2 Commits

Author SHA1 Message Date
Alan Tse
33fe84532e Add save_trace MCP tool for snapshotting live or loaded captures.
- save_worker binding: wraps Worker::Write under
  Worker::ObtainLockForMainThread() so live instances yield their
  receive thread cooperatively for the save's duration — the same
  pattern View::Save uses in the GUI.
- save_trace MCP tool: defaults to async_mode=True for multi-GB
  traces; reuses the existing Task/executor machinery so callers
  poll via the task tool. Path resolution mirrors load_capture.
- manual/tracy.tex: add save_trace bullet to the MCP tool list.

Co-Authored-By: Claude Opus 4.7 (1M context) <noreply@anthropic.com>
2026-05-19 01:23:31 -07:00
Alan Tse
9a7233ced5 Add MCP server for AI-assisted trace analysis (#1347)
* Add MCP server for AI-assisted trace analysis.

Introduce an optional Model Context Protocol (MCP) server that lets AI
assistants analyze Tracy captures and live sessions through Tracy's own
server engine. The server runs as a Python sidecar and talks to the
existing C++ analysis code through new pybind11 bindings.

- python/bindings/ServerModule.cpp: TracyServerBindings module exposing
  Worker, file I/O, zones, GPU zones, frame data, plots, messages, locks,
  source locations, and summary statistics (zone/GPU child stats, frame
  timing, etc.).
- python/CMakeLists.txt: builds and installs TracyServerBindings alongside
  TracyClientBindings.
- extra/mcp/tracy_mcp.py: FastMCP SSE singleton with dynamic port
  discovery, PID-file based singleton detection, session-isolated worker
  instances, synchronous and background eval, task polling, and a
  shutdown tool to release the .pyd lock during development.
- extra/mcp/start_mcp.sh, .gitignore: launcher with local override hook;
  ignores generated port/pid files.
- manual/tracy.md: documents building, running, and integrating the
  server with an AI assistant.

* Improve Tracy MCP cold-start guidance.

Cold-start usability testing showed an LLM agent burned ~7 exploratory
calls discovering the ctx object model, time-unit conventions, and join
keys before producing useful analysis. Surface that information up front
through MCP resources and entry-point tool guidance.

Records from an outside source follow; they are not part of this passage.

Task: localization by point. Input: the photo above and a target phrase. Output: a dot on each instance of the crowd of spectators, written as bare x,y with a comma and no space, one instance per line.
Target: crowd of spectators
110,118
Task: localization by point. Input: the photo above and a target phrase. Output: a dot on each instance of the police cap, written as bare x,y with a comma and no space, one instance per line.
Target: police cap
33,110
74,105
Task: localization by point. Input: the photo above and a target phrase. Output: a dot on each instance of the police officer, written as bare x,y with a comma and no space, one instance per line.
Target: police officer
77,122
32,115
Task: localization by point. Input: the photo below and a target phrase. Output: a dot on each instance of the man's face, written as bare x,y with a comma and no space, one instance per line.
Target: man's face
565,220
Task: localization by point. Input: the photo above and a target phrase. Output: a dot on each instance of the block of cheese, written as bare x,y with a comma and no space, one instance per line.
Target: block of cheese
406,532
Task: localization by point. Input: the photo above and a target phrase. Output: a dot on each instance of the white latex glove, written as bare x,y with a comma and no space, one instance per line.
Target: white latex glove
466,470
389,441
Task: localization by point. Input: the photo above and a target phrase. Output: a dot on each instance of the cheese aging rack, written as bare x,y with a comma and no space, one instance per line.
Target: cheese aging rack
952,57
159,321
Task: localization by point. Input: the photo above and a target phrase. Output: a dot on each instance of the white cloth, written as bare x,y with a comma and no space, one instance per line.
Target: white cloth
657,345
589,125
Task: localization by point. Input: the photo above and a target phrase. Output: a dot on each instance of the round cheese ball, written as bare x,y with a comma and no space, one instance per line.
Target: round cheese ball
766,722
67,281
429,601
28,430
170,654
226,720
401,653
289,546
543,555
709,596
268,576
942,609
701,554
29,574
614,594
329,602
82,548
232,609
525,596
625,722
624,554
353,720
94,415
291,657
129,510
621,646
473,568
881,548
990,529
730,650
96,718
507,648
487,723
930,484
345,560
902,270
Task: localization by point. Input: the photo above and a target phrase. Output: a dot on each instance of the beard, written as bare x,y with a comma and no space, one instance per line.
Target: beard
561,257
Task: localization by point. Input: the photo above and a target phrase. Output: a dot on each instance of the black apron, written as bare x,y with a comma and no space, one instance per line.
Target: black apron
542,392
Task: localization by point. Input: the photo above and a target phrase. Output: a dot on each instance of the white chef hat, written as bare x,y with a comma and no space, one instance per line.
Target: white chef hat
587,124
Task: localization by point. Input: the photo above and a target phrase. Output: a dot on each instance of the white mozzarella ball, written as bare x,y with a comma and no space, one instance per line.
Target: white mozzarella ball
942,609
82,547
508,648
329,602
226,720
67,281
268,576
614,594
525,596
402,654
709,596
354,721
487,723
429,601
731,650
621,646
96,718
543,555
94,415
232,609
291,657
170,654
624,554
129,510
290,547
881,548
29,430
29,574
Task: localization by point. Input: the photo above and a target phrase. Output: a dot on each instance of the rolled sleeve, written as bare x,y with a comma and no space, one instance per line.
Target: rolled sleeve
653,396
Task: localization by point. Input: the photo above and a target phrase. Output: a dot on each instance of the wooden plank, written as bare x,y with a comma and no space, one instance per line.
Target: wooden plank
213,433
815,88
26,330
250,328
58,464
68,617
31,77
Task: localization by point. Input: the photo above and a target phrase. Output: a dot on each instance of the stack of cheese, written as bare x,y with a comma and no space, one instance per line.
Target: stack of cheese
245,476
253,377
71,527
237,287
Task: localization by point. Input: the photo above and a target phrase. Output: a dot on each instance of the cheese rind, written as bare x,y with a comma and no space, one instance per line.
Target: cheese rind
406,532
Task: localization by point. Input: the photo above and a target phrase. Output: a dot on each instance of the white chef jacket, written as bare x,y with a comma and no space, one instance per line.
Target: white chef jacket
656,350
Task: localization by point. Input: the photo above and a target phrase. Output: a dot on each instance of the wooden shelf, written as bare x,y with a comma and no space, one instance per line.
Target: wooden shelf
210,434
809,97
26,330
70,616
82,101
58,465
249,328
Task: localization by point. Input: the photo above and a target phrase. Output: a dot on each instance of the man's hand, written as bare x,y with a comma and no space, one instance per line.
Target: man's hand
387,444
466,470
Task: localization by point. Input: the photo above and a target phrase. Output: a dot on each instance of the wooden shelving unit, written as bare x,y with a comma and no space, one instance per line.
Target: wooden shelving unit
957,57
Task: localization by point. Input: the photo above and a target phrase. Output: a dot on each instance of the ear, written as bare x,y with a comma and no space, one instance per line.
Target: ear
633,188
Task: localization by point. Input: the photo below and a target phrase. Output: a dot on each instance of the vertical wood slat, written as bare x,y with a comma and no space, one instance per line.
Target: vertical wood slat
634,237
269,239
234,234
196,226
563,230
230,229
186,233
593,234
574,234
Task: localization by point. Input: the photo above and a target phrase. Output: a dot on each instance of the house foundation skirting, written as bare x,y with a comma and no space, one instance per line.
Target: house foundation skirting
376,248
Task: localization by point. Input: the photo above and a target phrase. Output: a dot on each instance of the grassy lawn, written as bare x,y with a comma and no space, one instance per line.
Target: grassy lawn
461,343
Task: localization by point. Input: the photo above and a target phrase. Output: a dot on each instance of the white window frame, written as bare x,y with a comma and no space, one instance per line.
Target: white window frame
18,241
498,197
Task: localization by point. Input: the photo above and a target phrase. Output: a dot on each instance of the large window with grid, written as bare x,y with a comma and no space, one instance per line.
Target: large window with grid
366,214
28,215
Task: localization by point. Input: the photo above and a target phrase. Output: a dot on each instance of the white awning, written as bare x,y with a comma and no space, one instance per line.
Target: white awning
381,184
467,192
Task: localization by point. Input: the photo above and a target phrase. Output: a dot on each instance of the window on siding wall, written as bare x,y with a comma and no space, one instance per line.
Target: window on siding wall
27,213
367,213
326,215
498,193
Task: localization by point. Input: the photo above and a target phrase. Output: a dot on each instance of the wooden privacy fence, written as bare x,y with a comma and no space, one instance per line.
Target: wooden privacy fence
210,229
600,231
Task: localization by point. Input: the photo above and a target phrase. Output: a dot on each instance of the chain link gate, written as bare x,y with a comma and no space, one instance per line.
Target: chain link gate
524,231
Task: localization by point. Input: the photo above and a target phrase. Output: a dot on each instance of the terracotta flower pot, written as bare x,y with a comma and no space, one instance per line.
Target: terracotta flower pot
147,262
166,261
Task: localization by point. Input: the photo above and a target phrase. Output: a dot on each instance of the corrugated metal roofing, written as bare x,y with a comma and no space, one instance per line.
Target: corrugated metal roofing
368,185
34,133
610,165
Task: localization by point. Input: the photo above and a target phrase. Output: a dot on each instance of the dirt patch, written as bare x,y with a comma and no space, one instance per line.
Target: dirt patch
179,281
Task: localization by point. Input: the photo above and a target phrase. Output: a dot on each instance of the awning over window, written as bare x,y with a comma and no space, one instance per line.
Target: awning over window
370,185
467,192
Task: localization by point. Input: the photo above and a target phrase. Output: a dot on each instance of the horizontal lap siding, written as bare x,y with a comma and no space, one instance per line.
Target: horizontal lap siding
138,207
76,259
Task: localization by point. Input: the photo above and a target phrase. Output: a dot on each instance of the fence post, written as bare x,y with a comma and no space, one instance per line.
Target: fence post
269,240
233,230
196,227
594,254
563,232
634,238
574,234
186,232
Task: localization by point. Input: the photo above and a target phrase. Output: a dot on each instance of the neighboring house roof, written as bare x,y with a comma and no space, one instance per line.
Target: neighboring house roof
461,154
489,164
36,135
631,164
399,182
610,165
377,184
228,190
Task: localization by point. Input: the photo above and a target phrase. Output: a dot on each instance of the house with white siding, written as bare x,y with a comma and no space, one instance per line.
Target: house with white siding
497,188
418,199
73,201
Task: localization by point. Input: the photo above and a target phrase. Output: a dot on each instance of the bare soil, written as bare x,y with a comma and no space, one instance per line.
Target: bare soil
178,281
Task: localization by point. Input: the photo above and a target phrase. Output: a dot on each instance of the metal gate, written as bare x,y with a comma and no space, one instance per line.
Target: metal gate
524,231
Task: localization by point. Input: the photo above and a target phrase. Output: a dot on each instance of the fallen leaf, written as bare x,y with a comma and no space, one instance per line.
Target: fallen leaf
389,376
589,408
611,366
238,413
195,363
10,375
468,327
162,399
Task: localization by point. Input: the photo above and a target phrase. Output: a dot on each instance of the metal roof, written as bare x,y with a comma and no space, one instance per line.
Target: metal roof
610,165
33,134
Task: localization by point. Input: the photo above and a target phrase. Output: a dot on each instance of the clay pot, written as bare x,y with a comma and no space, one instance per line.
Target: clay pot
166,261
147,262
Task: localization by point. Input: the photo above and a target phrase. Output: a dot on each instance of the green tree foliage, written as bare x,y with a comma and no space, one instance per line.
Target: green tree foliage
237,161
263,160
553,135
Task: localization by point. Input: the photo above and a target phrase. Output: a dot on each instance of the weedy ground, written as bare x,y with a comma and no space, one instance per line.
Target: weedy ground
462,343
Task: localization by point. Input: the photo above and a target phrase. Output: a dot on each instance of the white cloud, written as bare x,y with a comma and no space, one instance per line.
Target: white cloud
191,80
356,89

- extra/mcp/eval_guide.md: new bindings-layer reference covering the
  Worker object graph (zone / GPU zone / frame / thread / message /
  plot / lock / memory entry points), nanosecond time units, ZoneStats
  field semantics including self-time via get_child_zone_stats, the
  opaque 'name (addr)[arch] <srcloc_id>' key format, and worked
  examples translating common queries into ctx Python.
- extra/mcp/tracy_mcp.py: expose system.prompt.md and eval_guide.md as
  MCP resources (tracy://prompt and tracy://eval-guide) so external
  agents and Tracy Assist share the same guidance source. Resource
  content is re-read per request — edits propagate without a server
  restart.
- Point load_capture and live_connect return values plus the eval tool
  description at the resources, so the agent reads them before its
  first eval rather than introspecting blind.
- Expand load_capture docstring: name the path parameter explicitly,
  show Windows path syntax, and direct agents to list_captures plus
  TRACY_CAPTURES_DIR for capture discovery.
- Probe is_connected() briefly after Worker construction in
  live_connect and surface an actionable error on silent handshake
  failures (typically a Tracy client/server version mismatch or
  TRACY_ON_DEMAND) instead of returning misleading success.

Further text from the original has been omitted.